Adanın yeni sahiplerinin Galata’daki yazıhanesinde çok beklediler. Bir gözü şaşı, genç bir kahveci çırağı kahveler getirdi. Hırant’la çocuk konuştular:
Hırant:
— Ulan çıngıraklı, nasılsın?
Çırak:
— İyiyim ağabey!
Hırant:
— Büyümüşsün ulan!..
Çırak:
— Sahi mi?
Hırant:
— Sesin çıngırağım kaybetmiş!..
Hikmet çocuğun yüzüne bakarken öyle tatlı hulyalara dalmıştı ki, heriflerin karşısına çıktığını, kırk lirayla oraya bekçi olduğunu, vazifesinin sarnıçları çatlatmamak, zamanında zeytinleri devşirmek, yolları temiz tutmak, ağaçları budamak olduğunu duymadı bile. Cebine ilk aylığını da atmıştı. Hırant’ı kapının dışında öptü.
— Ara sıra uğra bana Hırant, dedi.
Hırant:
— Uğrarım, uğrarım.

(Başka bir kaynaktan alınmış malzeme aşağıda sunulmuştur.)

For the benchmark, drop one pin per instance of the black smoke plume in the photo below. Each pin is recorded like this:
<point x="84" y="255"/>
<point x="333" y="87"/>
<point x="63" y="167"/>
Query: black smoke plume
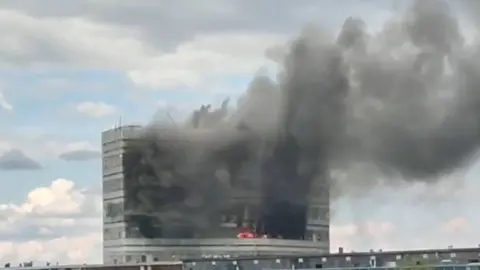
<point x="406" y="99"/>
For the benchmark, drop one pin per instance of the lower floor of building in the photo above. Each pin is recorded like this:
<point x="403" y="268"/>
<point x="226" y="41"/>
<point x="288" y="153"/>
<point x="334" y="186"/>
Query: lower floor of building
<point x="144" y="250"/>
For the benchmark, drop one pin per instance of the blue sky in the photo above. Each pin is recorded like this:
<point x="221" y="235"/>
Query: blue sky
<point x="68" y="72"/>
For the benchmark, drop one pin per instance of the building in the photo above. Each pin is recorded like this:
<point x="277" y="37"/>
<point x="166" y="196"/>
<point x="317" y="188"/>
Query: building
<point x="121" y="246"/>
<point x="441" y="259"/>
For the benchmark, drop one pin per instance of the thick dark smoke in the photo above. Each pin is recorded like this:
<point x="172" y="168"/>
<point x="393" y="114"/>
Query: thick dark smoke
<point x="406" y="100"/>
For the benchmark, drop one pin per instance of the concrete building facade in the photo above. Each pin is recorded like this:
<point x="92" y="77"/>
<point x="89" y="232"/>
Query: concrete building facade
<point x="121" y="245"/>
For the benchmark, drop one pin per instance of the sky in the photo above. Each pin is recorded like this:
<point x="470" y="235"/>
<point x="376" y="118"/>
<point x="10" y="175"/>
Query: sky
<point x="71" y="69"/>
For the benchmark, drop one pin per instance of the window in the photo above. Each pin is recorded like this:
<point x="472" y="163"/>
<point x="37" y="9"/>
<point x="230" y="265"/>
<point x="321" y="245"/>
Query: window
<point x="113" y="212"/>
<point x="112" y="185"/>
<point x="113" y="233"/>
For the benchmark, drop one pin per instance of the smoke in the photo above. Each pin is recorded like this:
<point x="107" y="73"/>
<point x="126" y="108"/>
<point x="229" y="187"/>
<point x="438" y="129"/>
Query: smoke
<point x="405" y="101"/>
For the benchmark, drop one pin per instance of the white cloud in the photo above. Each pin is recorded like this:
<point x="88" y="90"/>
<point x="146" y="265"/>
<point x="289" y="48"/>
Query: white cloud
<point x="206" y="56"/>
<point x="4" y="104"/>
<point x="78" y="42"/>
<point x="95" y="109"/>
<point x="55" y="223"/>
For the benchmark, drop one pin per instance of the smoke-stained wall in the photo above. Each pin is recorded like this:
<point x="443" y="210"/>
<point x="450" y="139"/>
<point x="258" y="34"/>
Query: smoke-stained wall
<point x="404" y="100"/>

Hem zaten her şeyimi orada bırakmıştım. Yatağım, yorgamm, bir tavam, bir de tencerem var. Gidersen bul, sana emanettirler. İstersen sana onları satarım. Öbür ay gelirim, konuşuruz, dedi.
Hırant içinden şöyle diyordu:
— Görüşürüz bakalım… İki aya varmaz, karga bokunu yemeden uyandığın zaman nasıl bağırıyorsun: “Allahım! Bana bir insan gönder!” diye. Hani nerededir insan? Fırtına köpek gibi sesler çıkartır. Hele o pis martılar!.. O ne kötü sesli mahluklardır. Görüşürüz bekçi efendi, görüşürüz!
Dışından:
— Pek canın sıkılırsa benden bilmeyesin… Sen istedin, dedi.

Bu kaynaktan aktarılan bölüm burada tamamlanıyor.